When something bad happens, we naturally want to make it better. When a child gets sick, a family member loses a job, a friend gets a divorce, we jump into action to mitigate the pain, the disappointment, the anguish. And sometimes, in the best case scenario, that bad thing we feared leads to something better – a new cure, a better job, a happier life.
The same is true in the natural world. Roads are built, transmission lines constructed, gas wells drilled. All can have negative impacts on our environment – our streams, wetlands and wildlife – but laws require these impacts to be mitigated, or lessened.
We can’t always avoid environmental impacts as our nation develops, but 30 years of experience provide lessons on effectively and efficiently mitigating these impacts, oftentimes presenting new economic opportunities.
Today, more than $4 billion in private capital is spent annually on mitigation projects to restore the environment. That’s larger than any Farm Bill program or other public expenditure on the environment.
Are we getting our money’s worth?
Mitigation has been an effective means of restoring the environment, but more is required. Streams, wetlands and wildlife habitat have been improved, but not enough. Private capital is flowing and local jobs are being created, but more is needed.
The efficiency and effectiveness of mitigation can and should be improved so that when harm is inflicted on the environment, restoration makes the environment better off overall, not equal or lesser.
Almost two years ago, our team took lessons learned from a growing industry of mitigation providers – from other ecosystem markets and from three decades of working with landowners, business leaders and policymakers – to design a new mitigation tool we call habitat exchanges.
In a habitat exchange, farmers, ranchers and other landowners can protect wildlife habitat and earn revenue by selling habitat credits to oil and gas companies, road builders and other developers who are seeking to mitigate unavoidable impacts of their operations. Exchanges utilize rigorous science to measure the actual quality of conservation and to ensure a net benefit to habitats and species.
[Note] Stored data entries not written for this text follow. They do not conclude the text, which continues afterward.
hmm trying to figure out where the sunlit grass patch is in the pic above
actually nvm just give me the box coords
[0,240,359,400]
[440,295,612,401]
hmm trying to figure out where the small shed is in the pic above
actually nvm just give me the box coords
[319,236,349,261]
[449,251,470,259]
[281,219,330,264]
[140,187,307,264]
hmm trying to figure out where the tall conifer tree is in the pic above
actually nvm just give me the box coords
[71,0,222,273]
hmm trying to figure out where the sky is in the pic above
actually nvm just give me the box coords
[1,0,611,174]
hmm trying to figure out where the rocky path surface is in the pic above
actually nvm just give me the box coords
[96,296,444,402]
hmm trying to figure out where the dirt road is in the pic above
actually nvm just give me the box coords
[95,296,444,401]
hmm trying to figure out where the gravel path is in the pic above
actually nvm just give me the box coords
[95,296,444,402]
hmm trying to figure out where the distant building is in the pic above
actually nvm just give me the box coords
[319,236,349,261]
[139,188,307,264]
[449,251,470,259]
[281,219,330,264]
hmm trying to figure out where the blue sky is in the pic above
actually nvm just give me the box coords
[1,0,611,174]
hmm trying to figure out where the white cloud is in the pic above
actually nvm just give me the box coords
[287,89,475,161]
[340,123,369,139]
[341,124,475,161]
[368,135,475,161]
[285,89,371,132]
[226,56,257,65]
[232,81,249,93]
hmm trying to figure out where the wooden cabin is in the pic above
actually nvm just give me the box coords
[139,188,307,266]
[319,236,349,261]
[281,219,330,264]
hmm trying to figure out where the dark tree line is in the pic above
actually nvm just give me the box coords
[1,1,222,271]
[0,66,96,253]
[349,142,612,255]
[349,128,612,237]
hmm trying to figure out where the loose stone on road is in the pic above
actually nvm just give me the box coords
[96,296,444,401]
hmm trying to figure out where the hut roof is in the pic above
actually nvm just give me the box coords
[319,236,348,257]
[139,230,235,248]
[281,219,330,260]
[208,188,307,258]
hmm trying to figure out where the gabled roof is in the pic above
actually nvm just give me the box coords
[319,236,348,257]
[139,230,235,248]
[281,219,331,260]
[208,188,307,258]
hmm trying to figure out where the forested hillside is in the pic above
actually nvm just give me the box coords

The rollout of the first habitat exchange in the Great Plains – think Texas, Oklahoma, Kansas, Colorado, New Mexico – was not without controversy. Among those asking questions were the mitigation bankers – the private companies who led the revolution in mitigation and created the regulatory environment that led to a multi-billion dollar market. They were concerned that we might undermine their business model, or worse, undermine an environmental program that took 30 years to build.
Of course, this is the last thing we wanted to do, since mitigation bankers provided a critical foundation for our habitat exchange work, and continue to be essential advisors and allies.
From conflict to cooperation
When I began working on mitigation issues 18 months ago, my very first meeting was in a San Francisco conference room, where I was joined by seven unhappy mitigation bankers. My colleagues and I spent most of the meeting explaining how habitat exchanges would not undermine their business and could create a new platform to which they could expand. At the end of the day, we had made some progress and agreed to keep the conversation going.
Two months later, we met again in Washington, D.C. for another series of meetings. Later that spring, I was invited to attend the National Mitigation Banking Association’s (NMBA) annual conference, where I met more mitigation bankers and was able to gain more perspective on the topic. The conversations and time together paid off, and I was asked to co-chair the Association’s Partnership Committee. I took all of this as a sign that the relationship was going well.
Over the last year, EDF has continued fostering this relationship and worked with the mitigation banking community to draft shared principles for mitigation, advocating together to Department of Interior officials, Fish and Wildlife Service staff and engaged partners to improve federal mitigation policy.
Just last month, Secretary of the Interior Sally Jewell released a road map for mitigation policy that largely reflected the shared principles and goals of EDF and mitigation providers.
This week, I attended my second annual mitigation banking conference as a newly elected member of the board. We don’t agree 100% of the time (does anyone?), but we recognize the opportunity to work together to improve federal mitigation rules and to prove new on-the-ground models. Through constant courtship, we are making significant progress to make mitigation more efficient and effective, to increase investment of private capital, to open markets to private landowners and, in the end, to make the environment better off.